Running a successful business is challenging, with the journey often taking you through periods of slow or tough times that can result in a high stress environment for yourself and your family.
However, with the correct advice and planning, you can implement measures to help improve the probability that your business will survive tough times.
Protect and grow your revenue
Meet regularly with high value clients to stay in touch with how they are going and to offer your support. By understanding their situation you will be better informed about what you can do to assist them and at the same time protect and potentially grow your business revenue.
Review your costs
A reduction in revenue or profit means you will need to examine your cost structure to maintain your profitability. While it is not always appropriate to simply reduce or cut costs, it is important to continually review your expenses to determine if there are areas that are unusually high, or steps that you can take to improve efficiency.

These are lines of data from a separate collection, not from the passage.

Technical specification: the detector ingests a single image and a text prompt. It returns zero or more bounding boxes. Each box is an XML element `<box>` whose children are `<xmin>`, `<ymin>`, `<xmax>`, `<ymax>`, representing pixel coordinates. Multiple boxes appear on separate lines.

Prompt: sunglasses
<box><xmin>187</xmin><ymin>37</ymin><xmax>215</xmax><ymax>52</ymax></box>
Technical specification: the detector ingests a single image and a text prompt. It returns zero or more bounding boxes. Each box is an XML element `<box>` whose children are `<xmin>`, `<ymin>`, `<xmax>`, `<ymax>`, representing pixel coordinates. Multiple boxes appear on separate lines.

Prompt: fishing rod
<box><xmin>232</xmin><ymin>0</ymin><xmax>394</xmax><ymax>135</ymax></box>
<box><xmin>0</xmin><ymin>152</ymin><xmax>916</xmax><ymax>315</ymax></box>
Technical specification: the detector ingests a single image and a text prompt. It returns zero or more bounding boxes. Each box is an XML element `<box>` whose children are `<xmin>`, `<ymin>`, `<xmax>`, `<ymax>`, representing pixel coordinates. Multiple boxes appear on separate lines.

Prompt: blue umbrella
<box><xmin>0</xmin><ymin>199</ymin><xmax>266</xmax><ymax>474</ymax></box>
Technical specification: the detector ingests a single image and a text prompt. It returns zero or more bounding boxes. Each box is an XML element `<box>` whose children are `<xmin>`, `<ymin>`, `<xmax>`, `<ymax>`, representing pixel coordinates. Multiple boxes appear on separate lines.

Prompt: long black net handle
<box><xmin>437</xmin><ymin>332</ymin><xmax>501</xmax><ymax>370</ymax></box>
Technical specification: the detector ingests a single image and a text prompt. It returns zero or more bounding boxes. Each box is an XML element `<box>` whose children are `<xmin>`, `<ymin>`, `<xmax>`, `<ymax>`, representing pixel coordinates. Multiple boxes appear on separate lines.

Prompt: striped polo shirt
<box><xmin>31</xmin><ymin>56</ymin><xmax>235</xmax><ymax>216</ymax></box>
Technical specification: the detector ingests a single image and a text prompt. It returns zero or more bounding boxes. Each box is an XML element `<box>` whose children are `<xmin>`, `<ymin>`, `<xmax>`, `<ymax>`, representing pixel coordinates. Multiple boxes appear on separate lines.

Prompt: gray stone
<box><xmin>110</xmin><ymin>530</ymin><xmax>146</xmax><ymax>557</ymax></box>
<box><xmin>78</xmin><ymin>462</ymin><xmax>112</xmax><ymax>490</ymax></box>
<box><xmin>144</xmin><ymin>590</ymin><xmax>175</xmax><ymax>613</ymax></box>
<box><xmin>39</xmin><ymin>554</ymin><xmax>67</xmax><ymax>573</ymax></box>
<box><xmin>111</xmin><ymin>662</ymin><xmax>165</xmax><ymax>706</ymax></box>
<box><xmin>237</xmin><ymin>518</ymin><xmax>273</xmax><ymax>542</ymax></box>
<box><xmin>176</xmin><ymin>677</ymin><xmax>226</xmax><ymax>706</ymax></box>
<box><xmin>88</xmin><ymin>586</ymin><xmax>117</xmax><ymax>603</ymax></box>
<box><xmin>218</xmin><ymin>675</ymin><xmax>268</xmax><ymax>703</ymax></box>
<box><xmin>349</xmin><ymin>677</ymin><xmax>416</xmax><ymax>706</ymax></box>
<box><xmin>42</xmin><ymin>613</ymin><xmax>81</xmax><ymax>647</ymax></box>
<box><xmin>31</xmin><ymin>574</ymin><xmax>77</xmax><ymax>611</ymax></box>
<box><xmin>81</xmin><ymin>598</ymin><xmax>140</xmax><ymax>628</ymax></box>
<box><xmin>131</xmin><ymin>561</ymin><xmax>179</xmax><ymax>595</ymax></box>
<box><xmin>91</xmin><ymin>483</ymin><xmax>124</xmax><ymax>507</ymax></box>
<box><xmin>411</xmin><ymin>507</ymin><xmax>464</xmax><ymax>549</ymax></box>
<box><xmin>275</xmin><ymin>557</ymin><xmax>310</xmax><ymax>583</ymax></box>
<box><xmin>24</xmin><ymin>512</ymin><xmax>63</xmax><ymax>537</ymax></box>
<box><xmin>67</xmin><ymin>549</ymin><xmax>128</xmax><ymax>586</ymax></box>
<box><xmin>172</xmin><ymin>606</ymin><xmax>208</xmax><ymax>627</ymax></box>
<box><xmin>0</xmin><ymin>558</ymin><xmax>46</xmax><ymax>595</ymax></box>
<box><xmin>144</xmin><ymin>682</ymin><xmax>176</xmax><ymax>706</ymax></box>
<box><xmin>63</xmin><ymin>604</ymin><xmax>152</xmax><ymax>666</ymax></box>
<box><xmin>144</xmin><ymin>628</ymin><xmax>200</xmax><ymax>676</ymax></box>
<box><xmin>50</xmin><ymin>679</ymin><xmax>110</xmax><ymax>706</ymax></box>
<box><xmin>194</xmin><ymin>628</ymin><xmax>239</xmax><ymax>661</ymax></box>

Your business advisor can also assist in reviewing your operations to determine if items appear high when compared with other business’ or industry benchmarks.
Collect your cash
Slowing debtor days (the time is takes to collect money owing to you) is one of the largest reasons that small & medium business falter. For this reason, it is appropriate to properly review and do the relevant checks prior to offering a line of credit and to follow up amounts owing early.
The easier you make it for your customers to pay, the more likely they are going to.
Minimise your risks
If you can see that things are starting to get tough, it is important that you move quickly to minimise your business risk.
The first step should be to re-examine your business plan or prepare a new one. Review and assess your current situation and plan for the future.
When preparing your business plan, it is a good idea to obtain independent and objective advice.
Seeking advice early will mean the difference between your business thriving or simply surviving.